The Lord Bishop of Ripon and Leeds: My Lords, I am very grateful to the noble Lord, Lord McKenzie, for bringing this matter to our attention again, and for the three powerful speeches which we have already heard. First, I want to emphasise my concern about that part of the Motion which speaks of the way in which universal credit awards paid in respect of children will not necessarily by default be paid to the main carer of the children and the disproportionate impact this will have on women. Through my work, I have become increasingly aware of the mother’s crucial role in the sorts of situations that we have been discussing over the past few minutes and indeed over the past few years. The mother needs to have proper control of the money which is coming for the benefit of the family and in respect of her children. I hope that in our discussions and the way in which the regulations and the whole universal credit system are worked out we shall be able to pay attention to the mother’s role, which in many circumstances is crucial when the whole family is under severe stress.
Secondly, I share the concerns which have been expressed by all previous speakers about the impact of the monthly payments system. It is already beginning to make it more difficult to control the finances of the family and, as the noble Lord, Lord McKenzie, said, there is the danger of opening the way for payday lenders. We are already seeing considerable growth in the work of payday lenders. That in itself is not yet
due to universal credit but my fear is that universal credit will become a factor as the monthly payment system comes into being.

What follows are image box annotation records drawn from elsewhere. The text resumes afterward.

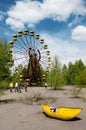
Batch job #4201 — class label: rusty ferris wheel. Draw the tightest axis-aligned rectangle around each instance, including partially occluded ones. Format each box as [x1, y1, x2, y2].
[9, 29, 51, 85]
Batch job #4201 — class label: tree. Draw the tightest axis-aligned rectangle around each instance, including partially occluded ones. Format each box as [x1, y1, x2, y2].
[48, 56, 64, 89]
[0, 40, 12, 86]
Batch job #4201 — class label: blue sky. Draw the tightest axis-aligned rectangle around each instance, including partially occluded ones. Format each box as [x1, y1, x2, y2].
[0, 0, 86, 64]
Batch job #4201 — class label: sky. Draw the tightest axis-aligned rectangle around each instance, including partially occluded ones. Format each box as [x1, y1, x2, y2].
[0, 0, 86, 65]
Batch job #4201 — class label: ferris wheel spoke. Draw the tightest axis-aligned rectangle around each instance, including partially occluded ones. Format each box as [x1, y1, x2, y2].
[17, 38, 27, 50]
[10, 29, 51, 85]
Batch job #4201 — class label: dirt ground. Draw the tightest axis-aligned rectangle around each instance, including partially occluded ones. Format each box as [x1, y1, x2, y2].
[0, 86, 86, 130]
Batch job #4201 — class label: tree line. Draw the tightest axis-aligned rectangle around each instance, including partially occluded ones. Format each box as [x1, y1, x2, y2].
[0, 40, 86, 89]
[47, 56, 86, 89]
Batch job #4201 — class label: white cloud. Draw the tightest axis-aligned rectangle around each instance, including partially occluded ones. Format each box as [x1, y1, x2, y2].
[6, 0, 86, 28]
[6, 18, 24, 29]
[41, 33, 86, 64]
[72, 25, 86, 41]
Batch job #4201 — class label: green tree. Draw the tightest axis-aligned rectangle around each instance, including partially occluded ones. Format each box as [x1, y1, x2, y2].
[48, 56, 64, 89]
[0, 40, 12, 86]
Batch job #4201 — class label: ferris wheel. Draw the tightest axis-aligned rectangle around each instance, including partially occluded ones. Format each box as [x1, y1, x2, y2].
[9, 29, 51, 84]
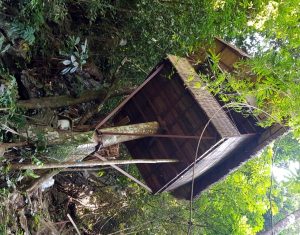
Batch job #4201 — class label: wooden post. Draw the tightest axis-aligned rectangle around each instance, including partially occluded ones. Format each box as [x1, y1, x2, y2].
[97, 122, 159, 147]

I wanted to take up one particular detail of the regulations which fits in with the monthly payment concerns but is also specific. Regulation 26 of Part 2 speaks of the back-dating of universal credit and limiting that back-dating to some very narrow categories. This contrasts with the present situation for tax credits, which can be back-dated for up to 31 days so long as the claimant meets the rule of entitlement throughout that period.
I raise that question for two reasons. One is that many people will become eligible for universal credit at the birth of a new child—a particularly difficult moment to be making your claim. Secondly, the regulations acknowledge the possibility of the failure of systems. However, it will be hard to prove that failure if a claim is delayed or not made until three or four weeks after the claimant is entitled to make it, especially if that reason involves the inability of the claimant to access the system, whether due to a fault in the system itself or due to the claimant’s online skills.